Some 14,000 of the union’s 18,000 members joined the seven-day strike, but on June 22 they went back to work under pressure from the government. Information Minister Lai Mohammed said the doctors have been paid everything they asked for and sharply criticized them for betraying the trust of patients. The walkout “clearly negates the Hippocratic Oath,” Mohammed said in a statement, “putting many lives at risk.” Muhammad, the Zaria ER doc, says that so far, everything the government has offered remains “in the realm of promises.” She says medical personnel will give the government a month to meet its obligations before deciding whether to renew the strike.

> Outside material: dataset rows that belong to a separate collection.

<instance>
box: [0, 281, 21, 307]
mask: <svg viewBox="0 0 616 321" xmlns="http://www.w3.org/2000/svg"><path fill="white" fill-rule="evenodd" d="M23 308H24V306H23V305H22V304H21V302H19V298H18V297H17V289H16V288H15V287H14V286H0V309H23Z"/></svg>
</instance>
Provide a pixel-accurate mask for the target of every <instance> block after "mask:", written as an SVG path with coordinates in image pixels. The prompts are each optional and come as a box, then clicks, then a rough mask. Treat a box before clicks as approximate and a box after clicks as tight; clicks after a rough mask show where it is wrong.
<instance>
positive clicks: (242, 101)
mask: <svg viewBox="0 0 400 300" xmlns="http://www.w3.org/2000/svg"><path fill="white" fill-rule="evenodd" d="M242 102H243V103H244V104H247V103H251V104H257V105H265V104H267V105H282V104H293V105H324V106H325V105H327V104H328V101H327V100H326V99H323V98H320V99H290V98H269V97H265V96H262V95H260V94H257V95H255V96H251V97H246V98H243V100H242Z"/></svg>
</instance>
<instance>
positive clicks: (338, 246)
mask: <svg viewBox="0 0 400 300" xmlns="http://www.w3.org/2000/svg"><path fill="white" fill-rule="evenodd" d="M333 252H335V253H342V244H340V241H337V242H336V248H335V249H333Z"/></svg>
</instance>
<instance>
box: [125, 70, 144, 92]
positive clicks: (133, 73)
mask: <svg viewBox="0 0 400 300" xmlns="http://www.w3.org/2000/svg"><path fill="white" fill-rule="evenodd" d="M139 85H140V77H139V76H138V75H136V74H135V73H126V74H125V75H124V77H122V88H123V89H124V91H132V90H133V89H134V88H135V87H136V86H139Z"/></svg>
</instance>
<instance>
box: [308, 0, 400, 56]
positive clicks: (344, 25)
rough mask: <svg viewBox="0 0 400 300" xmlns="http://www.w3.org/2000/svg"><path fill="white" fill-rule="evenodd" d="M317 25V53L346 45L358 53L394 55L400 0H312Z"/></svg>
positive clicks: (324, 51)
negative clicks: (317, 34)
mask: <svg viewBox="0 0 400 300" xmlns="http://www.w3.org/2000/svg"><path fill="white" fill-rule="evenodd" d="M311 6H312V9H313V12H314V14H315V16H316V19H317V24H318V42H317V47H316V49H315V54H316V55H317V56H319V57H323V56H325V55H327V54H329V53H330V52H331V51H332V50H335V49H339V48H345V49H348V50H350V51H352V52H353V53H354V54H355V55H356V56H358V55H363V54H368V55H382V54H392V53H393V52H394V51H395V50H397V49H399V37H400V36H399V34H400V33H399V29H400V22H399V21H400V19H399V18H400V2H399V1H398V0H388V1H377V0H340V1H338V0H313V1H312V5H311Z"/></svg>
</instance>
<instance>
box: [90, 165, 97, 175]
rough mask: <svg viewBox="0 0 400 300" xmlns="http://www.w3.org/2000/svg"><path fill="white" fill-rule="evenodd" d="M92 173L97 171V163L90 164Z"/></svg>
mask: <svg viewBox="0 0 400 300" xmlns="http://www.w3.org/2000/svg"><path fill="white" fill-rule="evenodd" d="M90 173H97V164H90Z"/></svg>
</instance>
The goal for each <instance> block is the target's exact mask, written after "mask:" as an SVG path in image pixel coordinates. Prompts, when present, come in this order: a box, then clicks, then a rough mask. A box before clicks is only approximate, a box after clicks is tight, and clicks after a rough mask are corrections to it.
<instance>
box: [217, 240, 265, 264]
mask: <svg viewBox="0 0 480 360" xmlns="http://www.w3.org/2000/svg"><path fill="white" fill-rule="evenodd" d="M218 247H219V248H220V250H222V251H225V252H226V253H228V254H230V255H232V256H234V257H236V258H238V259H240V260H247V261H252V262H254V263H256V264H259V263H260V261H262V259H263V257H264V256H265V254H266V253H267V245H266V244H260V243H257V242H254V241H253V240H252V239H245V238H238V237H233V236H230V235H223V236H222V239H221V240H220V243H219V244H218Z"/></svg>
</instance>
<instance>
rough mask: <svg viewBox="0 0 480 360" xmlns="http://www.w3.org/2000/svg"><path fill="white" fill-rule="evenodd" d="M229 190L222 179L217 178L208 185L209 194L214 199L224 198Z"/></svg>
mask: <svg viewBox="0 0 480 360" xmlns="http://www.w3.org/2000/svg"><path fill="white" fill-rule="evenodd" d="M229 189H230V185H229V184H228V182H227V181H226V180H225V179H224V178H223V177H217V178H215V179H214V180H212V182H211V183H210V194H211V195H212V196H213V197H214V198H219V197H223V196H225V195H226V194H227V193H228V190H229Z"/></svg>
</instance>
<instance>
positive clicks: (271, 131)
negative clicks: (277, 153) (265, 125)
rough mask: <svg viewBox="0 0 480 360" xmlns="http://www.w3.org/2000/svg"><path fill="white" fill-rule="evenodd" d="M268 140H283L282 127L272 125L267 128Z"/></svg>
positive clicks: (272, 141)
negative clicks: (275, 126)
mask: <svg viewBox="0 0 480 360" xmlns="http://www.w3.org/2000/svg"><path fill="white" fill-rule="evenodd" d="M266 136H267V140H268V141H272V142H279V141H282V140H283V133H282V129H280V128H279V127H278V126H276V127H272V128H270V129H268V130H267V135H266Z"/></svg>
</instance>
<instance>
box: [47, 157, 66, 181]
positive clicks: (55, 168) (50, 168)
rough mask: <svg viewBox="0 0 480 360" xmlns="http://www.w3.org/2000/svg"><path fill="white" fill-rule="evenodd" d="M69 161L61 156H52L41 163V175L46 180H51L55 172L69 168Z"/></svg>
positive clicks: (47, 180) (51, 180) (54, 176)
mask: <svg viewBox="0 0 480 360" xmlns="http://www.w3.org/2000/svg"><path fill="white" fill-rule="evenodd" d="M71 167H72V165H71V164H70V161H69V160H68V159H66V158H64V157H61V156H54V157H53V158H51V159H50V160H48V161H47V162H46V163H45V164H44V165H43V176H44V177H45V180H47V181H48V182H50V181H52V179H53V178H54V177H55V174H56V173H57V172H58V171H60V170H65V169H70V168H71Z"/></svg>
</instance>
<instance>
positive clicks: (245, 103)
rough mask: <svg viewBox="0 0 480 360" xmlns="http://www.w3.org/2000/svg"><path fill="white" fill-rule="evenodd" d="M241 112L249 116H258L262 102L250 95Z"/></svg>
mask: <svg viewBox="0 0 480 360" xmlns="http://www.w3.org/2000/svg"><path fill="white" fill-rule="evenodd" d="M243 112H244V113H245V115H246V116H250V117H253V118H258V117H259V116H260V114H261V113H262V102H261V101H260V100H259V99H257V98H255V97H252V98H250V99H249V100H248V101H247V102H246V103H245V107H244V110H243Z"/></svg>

While Muhammad was concerned for patients, she fretted that remaining at work without adequate protection would only endanger her life and those of the people she’s caring for. The squalid conditions in her hospital mean that some days she must perform surgery by the light of cellphones, due to power outages, and she says a classmate died recently after contracting Covid-19 while on duty. At her own hospital, 13 colleagues have been infected. “It’s come so close to us,” she says. “It’s scary to think that you are going to see patients without protection.”